The biggest global moves came when the US unveiled even more extensive trade tariffs on China, covering over $50bn in goods. China’s retaliatory tariffs made the prospects of an all-out trade war more realistic. The S&P 500 fell 2.5% on Thursday, followed by the ASX 200 falling almost 2% on Friday. High yield defensive stocks were the least affected by the news as investors looked to them for safety.
The defensive mindsets coming from the trade tariff news saw gold have its second best week of the year, ending up at US$1344. Oil climbed higher to $65 as Trump appointed John Bolton as the new National Security Adviser. Bolton is perceived to have a more hawkish foreign policy stance which has investors considering whether that could lead to sanctions on Iran, including restricting oil supply. Other commodities were mixed on the threat of tariffs potentially denting global resources demand.
With trade tariffs on everyone’s mind, investors rushed to safer assets like the yen which traded below 105 yen per US dollar – its highest since November, 2016. The Australian dollar also received a boost at times throughout the week, as markets saw the possibility for Australian goods to replace US goods into China. However, it finished the week mostly flat being countered by US interest rate rises and the potential for a slowdown in global commodities demand.

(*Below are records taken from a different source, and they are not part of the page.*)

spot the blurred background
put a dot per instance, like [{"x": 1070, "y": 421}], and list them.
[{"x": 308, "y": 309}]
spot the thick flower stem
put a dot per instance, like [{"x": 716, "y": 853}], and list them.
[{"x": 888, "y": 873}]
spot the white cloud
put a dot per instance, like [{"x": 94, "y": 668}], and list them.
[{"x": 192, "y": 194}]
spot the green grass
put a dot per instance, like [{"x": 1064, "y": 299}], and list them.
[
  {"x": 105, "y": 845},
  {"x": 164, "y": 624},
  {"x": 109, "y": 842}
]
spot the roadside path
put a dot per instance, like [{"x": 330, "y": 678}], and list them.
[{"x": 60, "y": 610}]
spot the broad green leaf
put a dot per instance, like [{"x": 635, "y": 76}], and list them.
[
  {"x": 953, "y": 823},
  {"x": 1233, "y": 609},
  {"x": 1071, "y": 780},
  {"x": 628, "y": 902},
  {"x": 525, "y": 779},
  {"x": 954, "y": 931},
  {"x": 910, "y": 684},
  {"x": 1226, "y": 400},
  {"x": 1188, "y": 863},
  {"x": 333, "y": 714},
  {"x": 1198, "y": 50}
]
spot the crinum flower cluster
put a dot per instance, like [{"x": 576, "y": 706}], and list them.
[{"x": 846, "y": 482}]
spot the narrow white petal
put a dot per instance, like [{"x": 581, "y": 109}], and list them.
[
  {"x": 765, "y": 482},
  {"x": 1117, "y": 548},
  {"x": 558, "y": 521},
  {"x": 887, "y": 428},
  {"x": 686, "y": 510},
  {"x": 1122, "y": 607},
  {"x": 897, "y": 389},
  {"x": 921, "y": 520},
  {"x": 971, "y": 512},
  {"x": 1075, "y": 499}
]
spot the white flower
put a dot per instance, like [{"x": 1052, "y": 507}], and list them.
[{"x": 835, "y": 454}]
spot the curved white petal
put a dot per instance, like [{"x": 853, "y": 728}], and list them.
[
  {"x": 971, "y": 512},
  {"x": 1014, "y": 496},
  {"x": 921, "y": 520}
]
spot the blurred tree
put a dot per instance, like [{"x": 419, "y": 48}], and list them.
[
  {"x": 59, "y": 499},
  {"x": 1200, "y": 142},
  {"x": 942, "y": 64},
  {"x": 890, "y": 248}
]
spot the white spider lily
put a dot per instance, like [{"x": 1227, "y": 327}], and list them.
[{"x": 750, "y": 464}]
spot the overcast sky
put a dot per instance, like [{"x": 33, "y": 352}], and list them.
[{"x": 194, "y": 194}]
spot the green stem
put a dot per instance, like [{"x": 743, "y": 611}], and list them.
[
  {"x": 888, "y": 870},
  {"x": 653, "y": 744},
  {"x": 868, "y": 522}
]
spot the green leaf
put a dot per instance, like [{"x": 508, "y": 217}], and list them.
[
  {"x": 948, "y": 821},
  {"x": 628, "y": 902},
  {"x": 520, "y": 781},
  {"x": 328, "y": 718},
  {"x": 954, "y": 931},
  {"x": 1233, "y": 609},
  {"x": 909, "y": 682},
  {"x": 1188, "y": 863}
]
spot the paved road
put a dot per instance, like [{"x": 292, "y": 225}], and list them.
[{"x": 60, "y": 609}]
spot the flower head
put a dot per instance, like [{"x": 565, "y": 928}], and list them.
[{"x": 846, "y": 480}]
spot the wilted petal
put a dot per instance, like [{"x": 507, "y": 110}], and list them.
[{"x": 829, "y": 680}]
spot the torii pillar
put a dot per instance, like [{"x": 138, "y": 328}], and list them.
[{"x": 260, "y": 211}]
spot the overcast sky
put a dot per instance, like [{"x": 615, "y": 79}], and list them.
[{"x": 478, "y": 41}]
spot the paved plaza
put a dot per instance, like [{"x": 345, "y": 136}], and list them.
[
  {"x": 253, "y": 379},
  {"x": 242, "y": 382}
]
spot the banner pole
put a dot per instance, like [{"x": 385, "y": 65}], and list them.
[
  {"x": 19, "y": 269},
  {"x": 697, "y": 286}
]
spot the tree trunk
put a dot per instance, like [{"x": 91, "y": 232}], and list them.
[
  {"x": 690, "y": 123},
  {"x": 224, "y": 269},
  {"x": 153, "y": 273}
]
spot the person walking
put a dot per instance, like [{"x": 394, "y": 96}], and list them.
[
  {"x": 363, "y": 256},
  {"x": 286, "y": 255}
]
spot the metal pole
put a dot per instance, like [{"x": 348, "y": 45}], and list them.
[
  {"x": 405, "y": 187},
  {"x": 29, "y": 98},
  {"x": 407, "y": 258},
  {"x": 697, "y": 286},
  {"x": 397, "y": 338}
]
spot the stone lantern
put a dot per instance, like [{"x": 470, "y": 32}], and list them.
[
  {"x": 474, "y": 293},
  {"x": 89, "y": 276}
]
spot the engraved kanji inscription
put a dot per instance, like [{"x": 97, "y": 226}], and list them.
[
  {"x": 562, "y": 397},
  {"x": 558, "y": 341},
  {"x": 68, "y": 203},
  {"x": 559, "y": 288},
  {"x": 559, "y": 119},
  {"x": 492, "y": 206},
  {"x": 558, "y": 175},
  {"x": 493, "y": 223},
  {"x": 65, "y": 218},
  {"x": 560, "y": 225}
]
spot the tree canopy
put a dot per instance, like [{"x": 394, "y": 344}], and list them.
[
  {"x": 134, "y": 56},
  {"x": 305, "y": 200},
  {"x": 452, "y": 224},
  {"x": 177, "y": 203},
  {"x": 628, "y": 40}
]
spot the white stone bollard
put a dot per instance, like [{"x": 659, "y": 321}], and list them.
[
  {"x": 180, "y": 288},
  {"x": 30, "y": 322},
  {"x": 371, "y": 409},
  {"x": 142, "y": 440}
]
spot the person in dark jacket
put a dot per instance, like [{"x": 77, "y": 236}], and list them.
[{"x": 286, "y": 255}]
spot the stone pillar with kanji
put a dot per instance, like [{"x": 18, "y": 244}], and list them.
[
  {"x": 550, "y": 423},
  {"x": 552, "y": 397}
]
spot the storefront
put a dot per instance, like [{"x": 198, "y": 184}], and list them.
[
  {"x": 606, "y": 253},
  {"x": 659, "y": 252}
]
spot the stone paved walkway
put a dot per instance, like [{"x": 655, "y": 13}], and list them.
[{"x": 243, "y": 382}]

Another clear theme coming from the desire for safe assets was the move back into bonds. US ten-year treasury yields fell 5 basis points to 2.8%. Although the US Federal Reserve raised the cash rate to 1.75%, the move was largely priced in by market yields already. The drop in yields was followed similarly in German, UK, Australian, and Japanese bond markets.
Bitcoin experienced another volatile week, at one point trading above US$9000. Several traders were concerned that the 50-day moving average price would fall below the 200-day moving average – a key technical signal that had not been crossed since 2015. Japanese regulatory pressure on cryptocurrency operators prompted further fundamental concerns with the currency.